Flow cytometric measurement of DCFH-oxidation of neutrophils in peripheral whole blood, isolated leukocytes and cerebrospinal fluid cells

Abstract

Using 2',7'-dichlorofluorescein diacetate (DCFH-DA) as an indicator for the intracellular formation of H2O2 and free radicals, we measured DCFH-oxidation (DCF fluorescence) of neutrophils by flow cytometry. The DCF fluorescence intensity of unstimulated neutrophils in whole blood was the same as the autofluorescence of neutrophils. However, that of unstimulated isolated neutrophils was higher than autofluorescence.

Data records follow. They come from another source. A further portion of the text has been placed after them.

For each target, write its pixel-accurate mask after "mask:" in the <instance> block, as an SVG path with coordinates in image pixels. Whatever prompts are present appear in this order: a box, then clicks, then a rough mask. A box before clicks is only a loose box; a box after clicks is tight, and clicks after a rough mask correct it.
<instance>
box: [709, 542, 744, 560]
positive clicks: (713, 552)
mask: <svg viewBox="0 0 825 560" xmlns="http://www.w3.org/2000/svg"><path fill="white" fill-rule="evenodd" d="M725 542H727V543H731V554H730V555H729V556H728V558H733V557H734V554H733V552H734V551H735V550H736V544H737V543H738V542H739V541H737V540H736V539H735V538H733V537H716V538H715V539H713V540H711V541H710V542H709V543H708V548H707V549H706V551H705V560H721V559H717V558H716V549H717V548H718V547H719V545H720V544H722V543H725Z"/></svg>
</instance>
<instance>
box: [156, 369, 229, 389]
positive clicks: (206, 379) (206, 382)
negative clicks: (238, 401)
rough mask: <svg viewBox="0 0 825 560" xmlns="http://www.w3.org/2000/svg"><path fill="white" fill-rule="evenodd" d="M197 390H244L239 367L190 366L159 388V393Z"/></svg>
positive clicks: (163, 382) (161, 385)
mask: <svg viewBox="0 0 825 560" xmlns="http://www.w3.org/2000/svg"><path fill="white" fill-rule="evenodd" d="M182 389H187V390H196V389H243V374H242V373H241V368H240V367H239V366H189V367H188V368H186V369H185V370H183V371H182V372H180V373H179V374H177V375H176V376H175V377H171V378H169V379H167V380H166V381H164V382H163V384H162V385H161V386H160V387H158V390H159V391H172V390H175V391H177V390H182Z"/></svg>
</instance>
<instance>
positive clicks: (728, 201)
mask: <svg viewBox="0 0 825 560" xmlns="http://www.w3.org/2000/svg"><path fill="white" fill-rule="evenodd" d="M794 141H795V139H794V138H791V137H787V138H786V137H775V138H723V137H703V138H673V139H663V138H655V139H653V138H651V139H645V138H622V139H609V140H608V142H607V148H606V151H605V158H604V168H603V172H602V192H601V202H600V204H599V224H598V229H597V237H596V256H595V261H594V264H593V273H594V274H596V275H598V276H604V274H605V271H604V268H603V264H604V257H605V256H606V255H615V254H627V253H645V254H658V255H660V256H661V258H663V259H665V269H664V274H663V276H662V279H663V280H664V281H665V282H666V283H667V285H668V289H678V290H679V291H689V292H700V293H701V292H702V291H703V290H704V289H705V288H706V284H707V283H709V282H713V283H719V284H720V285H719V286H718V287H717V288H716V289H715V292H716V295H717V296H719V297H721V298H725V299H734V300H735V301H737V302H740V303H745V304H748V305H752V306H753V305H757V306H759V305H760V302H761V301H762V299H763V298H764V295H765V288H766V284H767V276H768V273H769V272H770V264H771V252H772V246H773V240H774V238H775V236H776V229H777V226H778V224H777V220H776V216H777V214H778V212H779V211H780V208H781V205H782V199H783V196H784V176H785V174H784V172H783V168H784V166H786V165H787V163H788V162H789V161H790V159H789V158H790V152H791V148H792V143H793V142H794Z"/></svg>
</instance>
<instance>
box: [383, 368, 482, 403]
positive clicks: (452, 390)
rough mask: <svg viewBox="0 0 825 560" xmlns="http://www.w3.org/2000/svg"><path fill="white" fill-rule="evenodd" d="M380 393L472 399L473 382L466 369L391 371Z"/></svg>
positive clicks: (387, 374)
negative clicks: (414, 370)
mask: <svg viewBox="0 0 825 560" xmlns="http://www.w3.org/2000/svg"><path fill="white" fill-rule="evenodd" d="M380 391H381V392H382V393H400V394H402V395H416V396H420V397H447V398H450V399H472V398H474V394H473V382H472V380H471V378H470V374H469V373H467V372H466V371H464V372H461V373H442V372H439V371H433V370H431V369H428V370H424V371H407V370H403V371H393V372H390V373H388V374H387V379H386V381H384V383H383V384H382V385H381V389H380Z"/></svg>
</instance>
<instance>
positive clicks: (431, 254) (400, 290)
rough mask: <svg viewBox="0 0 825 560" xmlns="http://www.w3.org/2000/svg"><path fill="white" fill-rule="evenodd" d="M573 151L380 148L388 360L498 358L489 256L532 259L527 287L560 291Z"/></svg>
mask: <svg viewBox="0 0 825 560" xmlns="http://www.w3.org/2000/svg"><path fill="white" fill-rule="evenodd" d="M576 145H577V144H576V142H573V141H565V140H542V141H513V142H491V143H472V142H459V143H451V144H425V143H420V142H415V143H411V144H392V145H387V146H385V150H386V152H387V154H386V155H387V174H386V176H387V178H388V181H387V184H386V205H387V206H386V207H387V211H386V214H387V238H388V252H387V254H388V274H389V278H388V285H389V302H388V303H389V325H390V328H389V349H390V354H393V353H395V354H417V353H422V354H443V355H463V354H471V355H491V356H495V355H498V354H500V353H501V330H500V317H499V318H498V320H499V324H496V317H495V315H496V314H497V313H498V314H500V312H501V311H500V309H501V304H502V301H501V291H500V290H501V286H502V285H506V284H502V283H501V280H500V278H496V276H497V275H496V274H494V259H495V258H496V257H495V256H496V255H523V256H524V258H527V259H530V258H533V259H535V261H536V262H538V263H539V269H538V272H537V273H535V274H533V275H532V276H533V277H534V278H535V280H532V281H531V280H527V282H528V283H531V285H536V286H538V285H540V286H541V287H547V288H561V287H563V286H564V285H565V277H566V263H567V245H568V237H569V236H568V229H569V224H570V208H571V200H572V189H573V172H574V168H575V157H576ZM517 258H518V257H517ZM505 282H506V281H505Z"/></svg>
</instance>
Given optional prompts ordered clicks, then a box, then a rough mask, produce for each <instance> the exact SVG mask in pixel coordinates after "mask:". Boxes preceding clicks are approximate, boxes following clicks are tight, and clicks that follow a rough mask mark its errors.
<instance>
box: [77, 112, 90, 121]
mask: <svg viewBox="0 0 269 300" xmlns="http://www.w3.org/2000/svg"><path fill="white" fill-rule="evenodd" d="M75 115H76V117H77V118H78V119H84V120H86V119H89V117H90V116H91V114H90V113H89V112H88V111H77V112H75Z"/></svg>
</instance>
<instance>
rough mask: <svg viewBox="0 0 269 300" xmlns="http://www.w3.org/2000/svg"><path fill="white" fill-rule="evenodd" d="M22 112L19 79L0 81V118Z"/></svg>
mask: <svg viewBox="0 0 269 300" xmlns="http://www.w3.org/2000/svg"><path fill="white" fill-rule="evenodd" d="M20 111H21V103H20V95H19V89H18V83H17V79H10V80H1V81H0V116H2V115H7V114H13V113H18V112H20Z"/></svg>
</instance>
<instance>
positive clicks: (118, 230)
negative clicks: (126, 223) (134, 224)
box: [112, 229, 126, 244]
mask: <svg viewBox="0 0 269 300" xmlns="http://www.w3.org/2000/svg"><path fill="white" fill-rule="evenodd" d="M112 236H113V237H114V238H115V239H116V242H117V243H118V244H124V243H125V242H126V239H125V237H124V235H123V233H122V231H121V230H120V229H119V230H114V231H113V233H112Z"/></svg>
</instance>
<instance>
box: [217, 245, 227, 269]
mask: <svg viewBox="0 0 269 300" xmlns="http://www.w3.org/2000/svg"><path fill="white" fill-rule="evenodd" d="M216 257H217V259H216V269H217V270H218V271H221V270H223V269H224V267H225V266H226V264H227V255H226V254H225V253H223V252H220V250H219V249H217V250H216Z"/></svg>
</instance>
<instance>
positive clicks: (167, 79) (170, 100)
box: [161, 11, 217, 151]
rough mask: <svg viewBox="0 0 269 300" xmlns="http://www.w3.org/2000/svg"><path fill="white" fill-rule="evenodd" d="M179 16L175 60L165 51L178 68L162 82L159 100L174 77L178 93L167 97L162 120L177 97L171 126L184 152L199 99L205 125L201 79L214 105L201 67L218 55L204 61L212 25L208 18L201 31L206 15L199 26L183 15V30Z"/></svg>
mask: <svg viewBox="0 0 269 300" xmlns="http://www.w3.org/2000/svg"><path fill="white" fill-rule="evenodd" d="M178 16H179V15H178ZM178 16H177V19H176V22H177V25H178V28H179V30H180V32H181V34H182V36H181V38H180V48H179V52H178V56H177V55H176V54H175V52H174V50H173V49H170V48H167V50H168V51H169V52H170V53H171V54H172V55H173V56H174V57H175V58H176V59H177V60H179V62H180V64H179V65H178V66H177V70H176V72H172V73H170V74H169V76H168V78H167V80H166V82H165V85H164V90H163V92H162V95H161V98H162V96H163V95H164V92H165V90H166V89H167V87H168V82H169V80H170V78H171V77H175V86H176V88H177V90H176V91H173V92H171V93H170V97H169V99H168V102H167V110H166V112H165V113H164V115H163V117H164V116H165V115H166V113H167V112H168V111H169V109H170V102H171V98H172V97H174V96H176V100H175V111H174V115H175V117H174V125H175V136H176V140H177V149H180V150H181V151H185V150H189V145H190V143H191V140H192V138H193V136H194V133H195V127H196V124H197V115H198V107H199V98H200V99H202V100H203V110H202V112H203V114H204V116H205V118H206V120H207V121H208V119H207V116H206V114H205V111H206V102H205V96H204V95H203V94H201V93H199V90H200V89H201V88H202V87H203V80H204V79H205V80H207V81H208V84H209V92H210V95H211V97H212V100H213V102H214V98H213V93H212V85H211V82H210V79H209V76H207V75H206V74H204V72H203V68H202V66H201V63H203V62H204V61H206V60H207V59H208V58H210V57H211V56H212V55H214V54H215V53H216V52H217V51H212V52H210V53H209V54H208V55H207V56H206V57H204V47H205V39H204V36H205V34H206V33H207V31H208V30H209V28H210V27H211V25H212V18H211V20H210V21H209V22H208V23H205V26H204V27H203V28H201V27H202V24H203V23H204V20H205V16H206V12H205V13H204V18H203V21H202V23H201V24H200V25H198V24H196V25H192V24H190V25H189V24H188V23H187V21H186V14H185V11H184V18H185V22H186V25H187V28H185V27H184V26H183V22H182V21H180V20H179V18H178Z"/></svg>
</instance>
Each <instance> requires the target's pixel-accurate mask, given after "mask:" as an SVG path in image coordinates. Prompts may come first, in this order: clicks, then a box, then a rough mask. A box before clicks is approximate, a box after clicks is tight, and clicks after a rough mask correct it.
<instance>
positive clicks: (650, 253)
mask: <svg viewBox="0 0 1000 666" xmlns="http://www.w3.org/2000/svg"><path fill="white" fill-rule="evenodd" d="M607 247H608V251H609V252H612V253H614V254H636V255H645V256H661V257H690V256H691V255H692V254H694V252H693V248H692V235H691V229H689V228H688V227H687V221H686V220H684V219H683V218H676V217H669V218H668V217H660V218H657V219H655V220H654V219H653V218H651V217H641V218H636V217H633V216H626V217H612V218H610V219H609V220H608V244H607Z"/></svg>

The DCF fluorescence of isolated neutrophils was higher than that of neutrophils in whole blood with or without stimuli, and was decreased to the intensity of neutrophils in whole blood by the addition of plasma or erythrocytes. The DCF fluorescence of neutrophils in whole blood indicates the oxidative state of neutrophils in vivo. The determination of DCFH-oxidation of neutrophils in isolated leukocytes is also necessary to evaluate precisely the oxidative state of neutrophils. In cerebrospinal fluid (CSF) cells from patients with meningitis, the DCF fluorescence intensity of unstimulated neutrophils was higher than the autofluorescence of CSF neutrophils. The DCF fluorescence of CSF neutrophils stimulated with PMA showed increased intensity over that of unstimulated CSF neutrophils. The DCF fluorescence of CSF neutrophils, both unstimulated and stimulated with PMA, were decreased with the addition of plasma but not with the addition of CSF.